I also conducted an in-sample backtest of rebalancing frequency with SL activated. Rebalancing after 84 days (when there was no SL-triggered rebalancing before) was the most promising and did not seem to be a "local optimum". This could be challenged by conducting several in-sample backtests with different time windows.
The most sensitive parameters seem to be the fundamental weights, which I have changed to 85% EV to EBITDA ratio, 10% price to EBITDA ratio and 5% PE ratio. The reason is that these parameters have picked the historically successful stocks quite well in the in-sample back tests, and we don't know if these weights will continue to be very good in the future. We could optimise these parameters with a much higher number of stock picks and see if the parameters hold, and also test them with different time windows. And: we don't have to put an algo live and close our eyes for 10 years, we can repeat the optimisation at any time.
The portfolio logic does not play out its strength with this small number of stocks picks, but can be useful with a larger number of stocks, or if we want to mix stock picks with index ETFs from US or other countries or asset classes with high growth and low correlation.
Results from 2008/1/1 to 2021/1/13 are:
Just to compare risk of v13.b and the original v1.3: with a leverage of 1.43, we can achieve the same historical return, but the historical drawdown decreased a bit from ~38% to ~31%.
Have fun!
Jack Pizza
Maybe another criteria if you're looking at selecting stock is adding a repurchase share filter for obvious reasons, not sure if Quantconnect fundamental data supports that sort of info.
Vladimir
Frank Schikarski,
I like your latest version 1.3b.
Despite it has lower CAGR it has lower volatility, max draw-down, and higher Sharpe Ratio and PSR.
Also it runs reasonably fast.
Thank you for bringing a different flavor to this algorithm.
At the next stage, try to invest the money available from the stop loss exit in bonds.
Frank Schikarski
Elsid Aliaj nice idea! I found these on repurchase of stocks in the fundementals.
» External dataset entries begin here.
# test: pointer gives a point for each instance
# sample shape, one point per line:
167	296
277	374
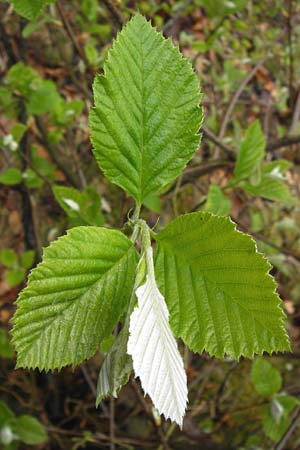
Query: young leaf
146	114
8	257
29	430
116	368
156	359
275	425
251	153
29	8
6	349
217	202
74	298
270	188
11	176
84	206
217	288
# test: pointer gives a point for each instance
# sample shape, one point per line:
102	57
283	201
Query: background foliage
246	54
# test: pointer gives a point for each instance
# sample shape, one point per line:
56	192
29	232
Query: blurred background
246	54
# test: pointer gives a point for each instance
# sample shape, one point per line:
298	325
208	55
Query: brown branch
209	135
283	142
288	434
69	31
72	179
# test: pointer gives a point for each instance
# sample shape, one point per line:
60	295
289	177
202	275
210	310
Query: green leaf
251	153
21	78
14	276
8	257
74	298
29	8
43	98
270	188
6	350
217	202
11	176
17	131
30	430
146	114
6	413
219	293
280	166
266	378
276	418
27	259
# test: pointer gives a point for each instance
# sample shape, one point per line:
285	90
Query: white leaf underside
156	359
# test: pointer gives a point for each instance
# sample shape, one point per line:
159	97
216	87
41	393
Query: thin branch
115	13
283	142
53	154
176	16
296	115
209	135
237	95
72	37
288	434
240	89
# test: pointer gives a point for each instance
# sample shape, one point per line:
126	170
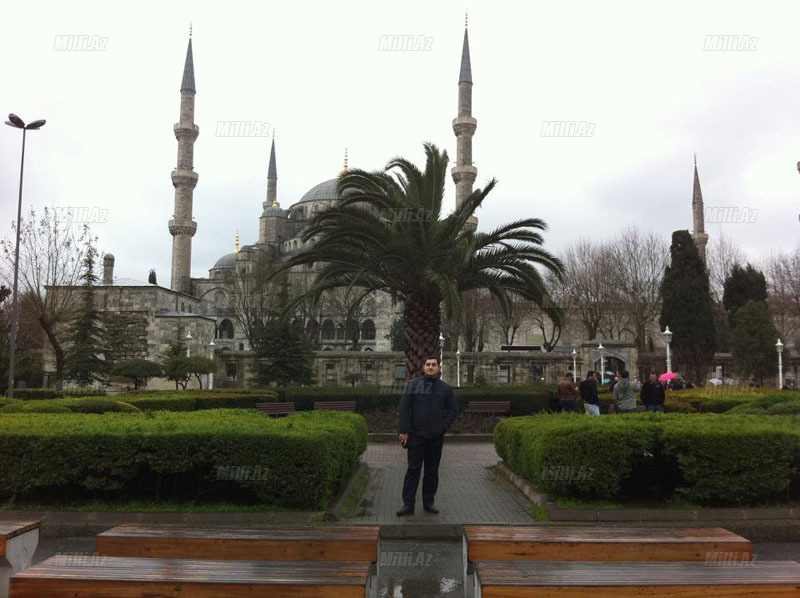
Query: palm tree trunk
422	323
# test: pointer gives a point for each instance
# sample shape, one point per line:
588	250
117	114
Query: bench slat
687	580
130	577
574	543
297	543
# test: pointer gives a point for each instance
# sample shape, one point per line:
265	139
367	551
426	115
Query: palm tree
387	234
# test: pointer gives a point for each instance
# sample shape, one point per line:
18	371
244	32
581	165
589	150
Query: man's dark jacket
588	390
652	393
427	407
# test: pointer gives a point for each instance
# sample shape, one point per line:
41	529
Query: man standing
625	394
652	394
566	393
427	410
588	388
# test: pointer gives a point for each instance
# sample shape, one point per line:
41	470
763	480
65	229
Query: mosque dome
325	191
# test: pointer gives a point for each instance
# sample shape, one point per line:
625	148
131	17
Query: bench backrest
276	408
335	405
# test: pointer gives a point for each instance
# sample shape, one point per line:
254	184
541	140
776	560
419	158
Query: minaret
184	179
464	126
698	220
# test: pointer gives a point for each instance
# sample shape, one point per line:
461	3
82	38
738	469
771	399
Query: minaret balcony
465	125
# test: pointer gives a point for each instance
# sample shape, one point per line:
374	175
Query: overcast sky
637	71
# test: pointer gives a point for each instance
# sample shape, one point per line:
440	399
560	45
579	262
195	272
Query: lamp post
575	364
441	355
668	337
601	348
211	346
16	122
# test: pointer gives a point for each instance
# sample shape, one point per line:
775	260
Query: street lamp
16	122
211	346
441	355
668	337
574	364
601	348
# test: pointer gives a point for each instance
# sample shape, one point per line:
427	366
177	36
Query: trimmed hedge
730	460
302	459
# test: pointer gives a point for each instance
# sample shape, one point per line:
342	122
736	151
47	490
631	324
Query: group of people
652	394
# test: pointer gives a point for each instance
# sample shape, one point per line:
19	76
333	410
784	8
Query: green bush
303	459
98	406
710	459
43	407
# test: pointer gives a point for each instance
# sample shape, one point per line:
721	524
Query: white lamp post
211	346
601	348
668	338
575	364
441	355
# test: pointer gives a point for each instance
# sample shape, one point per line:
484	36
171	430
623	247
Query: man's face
431	368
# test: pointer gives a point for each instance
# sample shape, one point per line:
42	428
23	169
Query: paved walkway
469	490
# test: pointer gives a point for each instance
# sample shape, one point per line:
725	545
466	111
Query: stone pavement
469	490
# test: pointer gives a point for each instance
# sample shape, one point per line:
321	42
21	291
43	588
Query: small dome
323	192
226	261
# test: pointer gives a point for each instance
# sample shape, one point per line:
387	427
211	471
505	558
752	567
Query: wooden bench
583	543
334	405
150	578
494	407
511	579
18	541
329	543
276	409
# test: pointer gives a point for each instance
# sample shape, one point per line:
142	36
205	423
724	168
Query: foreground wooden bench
494	407
574	543
155	578
18	541
334	405
330	543
276	408
511	579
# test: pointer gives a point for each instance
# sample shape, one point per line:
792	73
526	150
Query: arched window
368	330
226	329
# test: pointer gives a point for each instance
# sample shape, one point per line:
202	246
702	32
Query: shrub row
302	459
730	460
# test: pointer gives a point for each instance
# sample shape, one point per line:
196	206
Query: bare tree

Also possible would be to continuously calculate the correlation of all available fundamentals and sentiments to price changes and then adapt the fundamentals filter dynamically - volunteers welcome ;)
CashFlowStatement.RepurchaseOfCapitalStock: Payments for Common Stock plus Payments for Preferred Stock.
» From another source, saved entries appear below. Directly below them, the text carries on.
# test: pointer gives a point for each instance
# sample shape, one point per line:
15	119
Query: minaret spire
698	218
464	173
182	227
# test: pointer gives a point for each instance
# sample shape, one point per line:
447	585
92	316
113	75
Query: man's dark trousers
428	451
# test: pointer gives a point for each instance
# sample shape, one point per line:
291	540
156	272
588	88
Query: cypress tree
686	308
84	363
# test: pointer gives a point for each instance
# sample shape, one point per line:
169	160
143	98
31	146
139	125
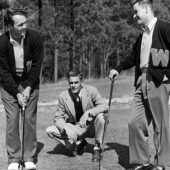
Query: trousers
151	107
13	142
95	129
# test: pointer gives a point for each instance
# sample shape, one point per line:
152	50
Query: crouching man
81	114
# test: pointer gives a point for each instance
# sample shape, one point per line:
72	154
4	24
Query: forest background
88	35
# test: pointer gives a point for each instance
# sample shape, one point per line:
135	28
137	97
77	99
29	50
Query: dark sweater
33	52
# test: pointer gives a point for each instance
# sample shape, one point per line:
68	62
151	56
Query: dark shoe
97	155
145	167
159	168
81	147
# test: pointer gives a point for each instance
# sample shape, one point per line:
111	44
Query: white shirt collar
12	40
152	23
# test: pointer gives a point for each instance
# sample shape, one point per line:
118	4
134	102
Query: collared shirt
146	43
78	106
19	55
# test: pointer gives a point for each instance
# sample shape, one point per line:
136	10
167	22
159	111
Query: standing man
21	53
150	56
80	115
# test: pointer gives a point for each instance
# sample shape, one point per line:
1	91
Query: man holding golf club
21	52
80	115
150	56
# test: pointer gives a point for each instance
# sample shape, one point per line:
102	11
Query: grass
53	156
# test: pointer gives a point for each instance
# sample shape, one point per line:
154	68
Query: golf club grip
111	91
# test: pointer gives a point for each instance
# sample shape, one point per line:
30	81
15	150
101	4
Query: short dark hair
8	21
74	73
149	2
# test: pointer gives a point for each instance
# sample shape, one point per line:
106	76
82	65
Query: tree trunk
71	54
56	65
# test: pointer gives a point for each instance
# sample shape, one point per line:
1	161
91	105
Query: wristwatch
91	115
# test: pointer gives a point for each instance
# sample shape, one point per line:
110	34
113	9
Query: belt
144	81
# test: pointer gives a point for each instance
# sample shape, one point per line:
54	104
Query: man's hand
113	75
70	133
21	99
83	119
26	93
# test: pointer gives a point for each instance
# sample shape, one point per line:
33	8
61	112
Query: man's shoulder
33	33
162	24
64	94
90	88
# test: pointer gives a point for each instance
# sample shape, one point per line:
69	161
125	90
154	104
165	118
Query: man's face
140	13
75	84
19	24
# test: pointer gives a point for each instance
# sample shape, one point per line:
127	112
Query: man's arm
60	117
100	103
5	72
37	56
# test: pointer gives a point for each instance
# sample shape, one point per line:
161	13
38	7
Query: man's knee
51	130
100	118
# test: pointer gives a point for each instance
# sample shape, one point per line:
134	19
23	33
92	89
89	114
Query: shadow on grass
122	152
61	150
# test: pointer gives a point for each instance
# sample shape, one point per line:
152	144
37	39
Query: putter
21	164
106	121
BalanceSheet.ComTreShaNum: The treasury stock number of common shares. This represents the number of common shares owned by the company as a result of share repurchase programs or donations.
BalanceSheet.PreTreShaNum: The treasury stock number of preferred shares. This represents the number of preferred shares owned by the company as a result of share repurchase programs or donations.
Frank Schikarski
Vladimir interesting thought to replace stopped out stocks with bonds, especially in the case where only 1/3 pairs is bullish.
What do you think of the rebalancing frequency of 84 days, do you think this is too high? Question is, should we let the top runners running (for even more than 84 days) and only replace the stopped out stocks with either bonds or other stocks? But codde will get more complicated...
Jack Pizza
Also regarding bonds maybe should check performance momentum vs different classes such as cash long medium. In case in say where high interest rates return TLT < SHY go into cash as opposed to long medium term bonds always.
Jack Pizza
Also what was the code to turn off the daily rebalancing i think from prior tests the annoying 1 share trades a day didn't add much meaningful performance. Also the bond thing maybe put a threshold for interest rates like > 3% or > velocity of rate hikes ect.
T Smith
Following on from Menno Dreischor comments and Vladimir initial design. I have reduce the signals to just XLI/XLU in order to backtest from 2001 I then optimized the strategy from 2001-2010. We then use the optimized parameters and test 'out-of-sample'.